2 replies to this topic

[waliedassar]

In this post i will quickly show you an integer overflow found in OllyDbg v1.10. This leads to a buffer overflow, which can be exploited to execute code arbitrarily.

In brief, all you have to do is set the size of Resource table to 0xFFFFFFF7.

Olly adds 0x9 to 0xFFFFFFF7, which sums up to Zero due to an integer overflow. Zero byte is then allocated by calling the "GlobalAlloc" function. Finally the "_Readmemory" function is called to copy 0xFFFFFFF7 bytes to the newly allocated memory causing a buffer overflow. See the image below.

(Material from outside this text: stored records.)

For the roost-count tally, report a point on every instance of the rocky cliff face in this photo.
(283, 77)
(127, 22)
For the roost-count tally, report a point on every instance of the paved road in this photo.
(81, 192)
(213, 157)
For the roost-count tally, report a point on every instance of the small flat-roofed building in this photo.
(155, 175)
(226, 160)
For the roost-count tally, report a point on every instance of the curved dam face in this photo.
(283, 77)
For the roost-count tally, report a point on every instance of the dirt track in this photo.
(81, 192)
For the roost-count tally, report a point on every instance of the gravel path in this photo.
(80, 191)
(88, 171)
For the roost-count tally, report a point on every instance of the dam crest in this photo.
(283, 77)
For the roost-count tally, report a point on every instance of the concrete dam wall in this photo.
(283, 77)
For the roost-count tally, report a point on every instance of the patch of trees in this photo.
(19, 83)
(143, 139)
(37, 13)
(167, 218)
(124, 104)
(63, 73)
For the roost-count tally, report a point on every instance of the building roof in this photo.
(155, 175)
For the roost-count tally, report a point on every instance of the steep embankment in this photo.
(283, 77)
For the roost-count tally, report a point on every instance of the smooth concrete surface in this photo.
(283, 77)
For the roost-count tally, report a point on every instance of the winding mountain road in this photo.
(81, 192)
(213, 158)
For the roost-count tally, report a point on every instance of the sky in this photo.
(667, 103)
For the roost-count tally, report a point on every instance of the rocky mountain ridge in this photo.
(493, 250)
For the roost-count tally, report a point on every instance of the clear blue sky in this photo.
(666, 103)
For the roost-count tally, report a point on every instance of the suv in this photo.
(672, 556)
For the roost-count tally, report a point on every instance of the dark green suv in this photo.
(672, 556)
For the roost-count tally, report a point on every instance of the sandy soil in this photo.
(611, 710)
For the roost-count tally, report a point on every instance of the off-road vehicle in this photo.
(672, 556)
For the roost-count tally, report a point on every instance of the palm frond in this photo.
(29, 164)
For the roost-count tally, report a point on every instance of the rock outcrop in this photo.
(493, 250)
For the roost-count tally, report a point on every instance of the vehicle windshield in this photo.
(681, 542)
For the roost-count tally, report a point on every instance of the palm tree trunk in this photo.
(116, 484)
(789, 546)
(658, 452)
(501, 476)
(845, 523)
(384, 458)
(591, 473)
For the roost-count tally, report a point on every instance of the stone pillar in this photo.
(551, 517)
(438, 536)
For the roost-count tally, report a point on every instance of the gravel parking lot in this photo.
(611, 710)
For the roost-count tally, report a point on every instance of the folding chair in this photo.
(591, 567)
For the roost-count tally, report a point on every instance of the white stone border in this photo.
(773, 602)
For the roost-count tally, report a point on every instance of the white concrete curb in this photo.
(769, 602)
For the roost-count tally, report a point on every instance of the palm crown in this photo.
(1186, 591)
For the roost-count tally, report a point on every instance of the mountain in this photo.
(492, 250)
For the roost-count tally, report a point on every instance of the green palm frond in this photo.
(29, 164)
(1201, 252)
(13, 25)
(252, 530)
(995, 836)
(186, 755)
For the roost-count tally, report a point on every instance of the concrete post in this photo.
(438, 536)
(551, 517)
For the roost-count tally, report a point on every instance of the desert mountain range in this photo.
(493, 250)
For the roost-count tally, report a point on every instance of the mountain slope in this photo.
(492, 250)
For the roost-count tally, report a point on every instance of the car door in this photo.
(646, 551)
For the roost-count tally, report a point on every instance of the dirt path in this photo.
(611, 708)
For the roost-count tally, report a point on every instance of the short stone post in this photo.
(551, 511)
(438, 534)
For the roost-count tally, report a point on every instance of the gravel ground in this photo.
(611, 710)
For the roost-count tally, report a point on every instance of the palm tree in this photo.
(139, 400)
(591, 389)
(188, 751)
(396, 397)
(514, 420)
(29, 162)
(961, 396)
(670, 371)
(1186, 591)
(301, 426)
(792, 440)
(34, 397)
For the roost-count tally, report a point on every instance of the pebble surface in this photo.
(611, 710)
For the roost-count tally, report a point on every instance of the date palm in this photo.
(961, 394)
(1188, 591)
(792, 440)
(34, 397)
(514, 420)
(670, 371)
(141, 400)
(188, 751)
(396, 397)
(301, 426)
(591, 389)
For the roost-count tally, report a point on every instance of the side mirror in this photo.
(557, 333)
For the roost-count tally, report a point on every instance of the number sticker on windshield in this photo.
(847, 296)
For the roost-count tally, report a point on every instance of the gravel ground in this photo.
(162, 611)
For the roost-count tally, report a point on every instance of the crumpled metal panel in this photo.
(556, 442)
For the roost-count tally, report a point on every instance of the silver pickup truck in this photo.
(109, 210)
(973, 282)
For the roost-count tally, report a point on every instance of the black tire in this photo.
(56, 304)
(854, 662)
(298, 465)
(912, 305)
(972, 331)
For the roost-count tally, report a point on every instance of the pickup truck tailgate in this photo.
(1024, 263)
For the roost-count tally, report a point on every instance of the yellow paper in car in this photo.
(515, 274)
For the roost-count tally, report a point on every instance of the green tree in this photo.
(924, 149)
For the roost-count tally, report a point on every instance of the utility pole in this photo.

But wait, there is a minor issue that i need to shed some light on. The "_Readmemory" function, as its name implies, is a wrapper of the kernel32.dll "ReadProcessMemory" function. So why did this call succeed if the number of bytes to copy is that huge? the reason behind this is that the "_Readmemory" function checks to see if data at the target address is cached. If it is cached, the "memcpy" function is directly called and this is where the buffer overflow occurs.

Here you can find the demo.
http://ollybugs.goog...m/files/you.exe

[mudlord]

Nice one, I take it Olly2 is patched against this attack?

[waliedassar]

As far as i can see, v2 is not affected by this. The value (with no addition) is directly passed to the "GlobalAlloc" function as a result the function fails.



http://uploadpic.org...?img=rBn8seWhfF

Waliedassar

Edited by waliedassar, 29 March 2012 - 08:44 PM.